Takvim Gazetesi Yazarı Ekrem Kızıltaş’ın yaptığı açıklamalardan öne çıkan satırlar şöyle:
Gıda sektörünün özellikle seçilmesinin stratejik bir önemi var, ancak esas mesele taktiklerde yatıyor. FETÖ’ye baktığımızda, Türkiye’de birçok alanda doğrudan veya dolaylı olarak müdahil olduğu ve bu alanların akışlarını yönlendirdiği görülüyor. Ayrıca bu yapılara yöneticiler gönderdiği biliniyor. Özellikle 17/25 Aralık sürecinde başlayan mücadele ve 15 Temmuz darbe girişimi sonrasında, bu yapılara el konularak TMSF yönetimine geçti ve birçok varlık kamulaştırıldı.
“DEVLETİMİZİN GÖZLEM GÜCÜYLE BAŞARAMADILAR”
Geldiğimiz aşamada, örgüt elebaşının hayatını kaybetmiş olmasına rağmen, dış mihraklar ve örgütün kendi içinde kavga eden kalan kesimleri, örgütü hâlâ kullanabileceğini düşünüyor. Türkiye içinde bulunan bu unsurların ulaşabilmesi için hızlı adımlar atılması gerekiyor. Ancak bu süreçte, yaygın ve büyük yatırımlara gerek kalmadan pratik çözümlerle hareket edilmesi önem taşıyor. Örneğin, Hakmar ve Tatbak gibi kuruluşlar, bize göre büyük yatırımlar gerektiren işletmeler gibi görünsede, örgüt açısından çok büyük maliyetler olmadan kolaylıkla kurulup yayılabilen yapılar olarak değerlendiriliyor. Ayrıca, bu tür işletmelerin bölgede gizli kalması gereken mensuplara iş imkânı sağlamak ve para aktarımını kolaylaştırmak için uygun bir platform sunduğu düşünülüyor.

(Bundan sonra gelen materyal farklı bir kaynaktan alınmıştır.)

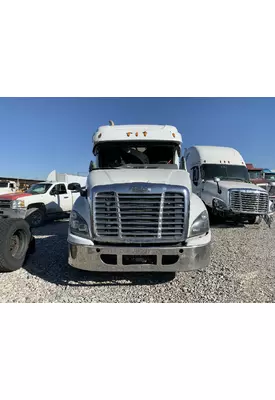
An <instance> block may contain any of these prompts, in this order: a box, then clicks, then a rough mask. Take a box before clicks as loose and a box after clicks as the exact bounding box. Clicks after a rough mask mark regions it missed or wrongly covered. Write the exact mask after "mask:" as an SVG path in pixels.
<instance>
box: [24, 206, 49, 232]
mask: <svg viewBox="0 0 275 400" xmlns="http://www.w3.org/2000/svg"><path fill="white" fill-rule="evenodd" d="M26 221H27V222H28V224H29V225H30V227H31V228H39V226H42V225H43V224H44V222H45V212H44V211H43V210H42V209H41V208H30V209H29V210H28V213H27V216H26Z"/></svg>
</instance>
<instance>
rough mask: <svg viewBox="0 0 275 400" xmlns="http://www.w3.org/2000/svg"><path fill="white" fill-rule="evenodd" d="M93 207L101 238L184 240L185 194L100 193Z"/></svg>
mask: <svg viewBox="0 0 275 400" xmlns="http://www.w3.org/2000/svg"><path fill="white" fill-rule="evenodd" d="M94 207H95V209H94V228H95V234H96V236H97V238H98V239H99V240H104V239H107V241H108V240H111V241H115V240H114V239H120V241H126V242H127V241H128V240H129V241H131V242H145V241H147V242H148V240H154V242H155V241H162V242H165V241H166V242H171V241H172V242H176V241H181V240H184V239H185V237H184V236H185V215H186V214H185V211H186V200H185V195H184V193H176V192H163V193H129V192H128V193H117V192H113V191H112V192H99V193H96V195H95V202H94ZM112 239H113V240H112Z"/></svg>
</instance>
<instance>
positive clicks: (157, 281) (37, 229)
mask: <svg viewBox="0 0 275 400" xmlns="http://www.w3.org/2000/svg"><path fill="white" fill-rule="evenodd" d="M67 231H68V222H67V221H55V222H53V223H47V224H46V225H45V226H43V227H40V228H37V229H34V230H33V235H34V236H35V237H36V251H35V253H34V254H31V255H29V256H28V258H27V260H26V263H25V266H24V268H25V270H26V271H28V272H29V273H30V274H32V275H34V276H37V277H39V278H40V279H43V280H45V281H48V282H50V283H54V284H56V285H63V286H76V287H77V286H82V287H89V286H91V287H95V286H133V285H140V286H141V285H156V284H161V283H167V282H170V281H172V280H173V279H174V278H175V273H171V272H167V273H150V272H148V273H147V272H146V273H145V272H144V273H142V272H129V273H123V272H117V273H112V272H89V271H82V270H77V269H74V268H71V267H70V266H69V265H68V262H67V257H68V246H67Z"/></svg>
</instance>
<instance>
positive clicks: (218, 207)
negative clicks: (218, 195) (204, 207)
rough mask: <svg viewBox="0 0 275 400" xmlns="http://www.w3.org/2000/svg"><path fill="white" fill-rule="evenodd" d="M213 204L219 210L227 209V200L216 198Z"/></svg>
mask: <svg viewBox="0 0 275 400" xmlns="http://www.w3.org/2000/svg"><path fill="white" fill-rule="evenodd" d="M213 204H214V206H215V208H217V210H226V209H227V207H226V204H225V202H224V201H222V200H220V199H214V200H213Z"/></svg>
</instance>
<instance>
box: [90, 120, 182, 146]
mask: <svg viewBox="0 0 275 400" xmlns="http://www.w3.org/2000/svg"><path fill="white" fill-rule="evenodd" d="M132 140H133V141H135V142H136V141H138V140H140V141H147V140H148V141H161V140H163V141H170V142H175V143H178V144H180V143H181V142H182V138H181V134H180V133H179V132H178V130H177V128H176V127H174V126H172V125H110V126H108V125H105V126H100V127H99V128H98V130H97V131H96V133H95V134H94V136H93V143H94V145H97V144H99V143H101V142H102V143H103V142H111V141H129V142H130V141H132Z"/></svg>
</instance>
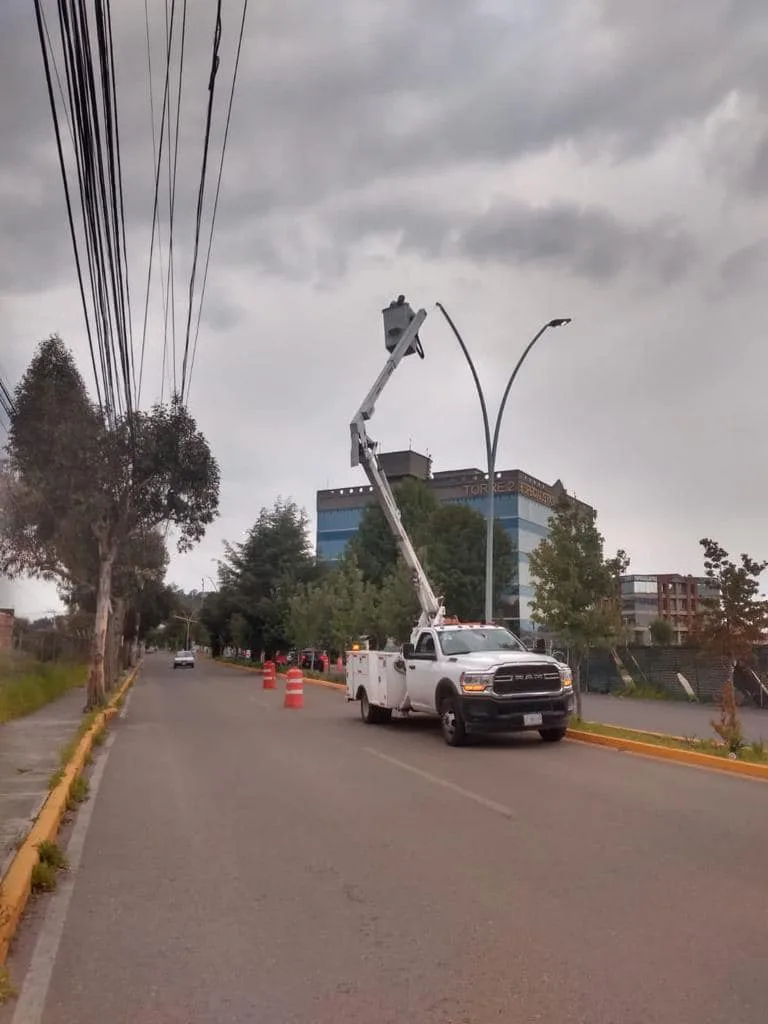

Hakmar son dönemlerde hızlıca yayılmaya başlamıştı. Özelikle diğer marketlere kıyasla fiyatlar daha pahalıydı. Demek ki: hızlıca girdiler, insanları orada işe aldılar ve bir takım insanlara örgüt adına para ulaştırması işinde vazife gördüler. Ama eninde sonunda devletin gözlem gücüyle Hakmar ve Tatbak’a kayyumlar atanarak TMSF’ye geçti.
Büyük yatırımlara giremeyeceği ve bu türe yatırımlara girdiklerinde dikkat çekecekleri ama zannediyorum ki daha nispeten az yatırımla ve çok daha fazla yayılabilecek alanları stratejik olarak seçtikleri gözüküyor.
Devletimizin FETÖ ile mücadele konseptini sağlıklı bir şekilde sürdürdüğü, bazı durumlarda kısa süreliğine göz yumsa bile süreci yakından takip ettiği ve gerektiğinde müdahale ettiğini düşünüyorum.
Akademisyen Prof. Dr. Zakir Avşar ise şu değerlendirmelerde bulundu:
Hakmar ve Tatbak gibi yerler, giriş ve çıkışların çok yoğun olduğu alanlar olduğu için adeta bir istihbarat merkezi gibi kullanılmaktadır. Burada, kara para aklama gibi suçların izini kaybetmek oldukça kolaydır. Örgüt içi yardımlaşma ve dayanışma amacıyla da bu tür mekanlar tercih edilebilir.
GIDA SEKTÖRÜNDE PARA ÇOK HIZLI BİR ŞEKİLDE DÖNER
Kamudan veya çeşitli kurumlardan açığa çıkmış ya da ihraç edilmiş kişilerin bu alanlarda istihdam edilmesi sağlanarak, örgüt içi bağlılıkları güçlendirilir ve bu kişiler bir arada tutulur.
Genel olarak baktığımızda, bu örgütlenme modelleri, kendi bağlılarını bir arada tutmak ve hızlı, düşük maliyetli bir yapı oluşturmak için geliştirilmiş stratejiler olarak değerlendirilebilir. Çünkü gıda sektöründe para çok hızlı bir şekilde döner. Bu para akışı içinde dışardan gelen kara paranın enjekte edilmesi oldukça kolaydır.